The healthy attitudes toward life that illness and death can bring

 (<a href='http://www.shutterstock.com/pic-59821117/stock-photo-compassionate-home-health-nurse-holds-an-elderly-patient-s-hand.html?src=csl_recent_image-1'>Palliative care</a> image courtesy of Shutterstock.com)

(Palliative care image courtesy of Shutterstock.com)

“The dying don’t worry about detail.”

That’s a stunner of an insight from Dr. Nina O’Connor, a palliative care expert at the Hospital of the University of Pennsylvania. She says it in an easy, natural way, almost in passing.

Her work with serious illness and death helps bring some perspective to the rest of her life. “My palliative-care work makes me appreciate the big things more,” she says. “I sweat the small stuff less.”

She explains, “I have three children, so that makes me set limits. I pick them up, and they immediately need me to help with dinner, homework. So it makes me be present to them.”

A sense of purpose to cloak the pain

O’Connor works mostly with patients who are seriously ill, managing their symptoms and helping them understand their options. She also manages the team of physicians, nurses, chaplains and social workers who help the patients, and she directs the Hospice and Palliative Medicine Fellowship at the University of Pennsylvania.

“We are about providing care regardless of the outcome,” O’Connor says. “It’s a very different way of being with patients and families. We accompany patients and families through this transition. We bring a comfort level with having those [difficult] conversations. Families know we can talk about it and will still be there and will respect their choices about treatment. That sense of why you’re doing it helps prevent burnout.”

The dying don’t worry about detail. But in her work as a doctor, a manager and a professor, O’Connor must. She says she thinks about the issue of self-care for her staff a lot. “For myself, because I do this work,” she says, “but also for the team, to help the team keep doing this work, and for the fellows, to help them learn to do this work long-term. They have to be able to do this work for the decades of a career.”

That resonated with what I’d heard others say on the subject — that talking about avoiding burnout is one thing, but putting it into action, especially at the level of training, is another.

Techniques vary from workplace to workplace, and even in her own context of caring for patients who are dying, O’Connor says she doesn’t have all the answers. “But I do have ideas about what works for me,” she says.

Belief in the work

“One of the things you need in this work is belief in what you’re doing. We spend a lot of time reflecting on the work we do. We spend time with the team and fellows processing — the cases that bother us, new ideas, resources for reflection. We make a space where, as a team, we can all speak freely about what’s on our minds and hearts.”

In other words, processing things at work can sometimes be more helpful than bringing it home. It also underscores the importance of teamwork.

“For especially difficult cases, like a younger person who is dying, we go in pairs so there’s someone right there to help you and the family,” says O’Connor. “Doing the visits together is really helpful. It gives you two perspectives on the same situation.”

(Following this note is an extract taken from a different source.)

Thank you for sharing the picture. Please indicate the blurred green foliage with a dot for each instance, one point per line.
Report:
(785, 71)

As someone who’s worked as a chaplain in challenging medical situations, I too have valued the perspective of other professional caregivers.

“They’re complementary perspectives,” says O’Connor. “And each team member has someone to process the experience with.”

Believing that you are making a difference, that you are doing good work, is fundamental to thriving in this kind of work. And the ability to process those experiences with someone who shares your passion and who understands the daily specs, seems like a good way to help stay in touch with that belief.

“Often palliative-care work is not a first career choice,” says O’Connor. “Many come to it from a different medical field. But taking care of patients who are at the end of life, meeting the families where they are, creating a dignified transition — this is all very important. We are driven by that strong motivation that it’s a respectful and important thing to do for families.”

The whole human

Such self-care techniques and interdisciplinary team models are catching on elsewhere in medicine. And similar patterns are happening in other fields and workspaces. I am reminded of a recent Fast Company article, “Is the MSW the new MBA?” about how business schools are recognizing the need for social-workers’ skills in the business world. The whole human is important in any field.

O’Connor’s insights about perspective and meaning in her work brought to mind a passage I’d just read from a recent book by a favorite author of mine, Anne Lamott. In the preface to her recent book “Small Victories: Spotting Improbable Moments of Grace,” Lamott writes:

“The worst possible thing you can do when you’re down in the dumps, tweaking, vaporous with victimized self-righteousness, or bored, is to take a walk with dying friends. They will ruin everything for you. First of all, friends like this may not even think of themselves as dying, although they clearly are, according to recent scans and gentle doctors’ reports. But no, they see themselves as fully alive. They are living and doing as much as they can, as well as they can, for as long as they can.”

Maybe that’s perspective that the palliative-care teams can offer to us on all of our thresholds.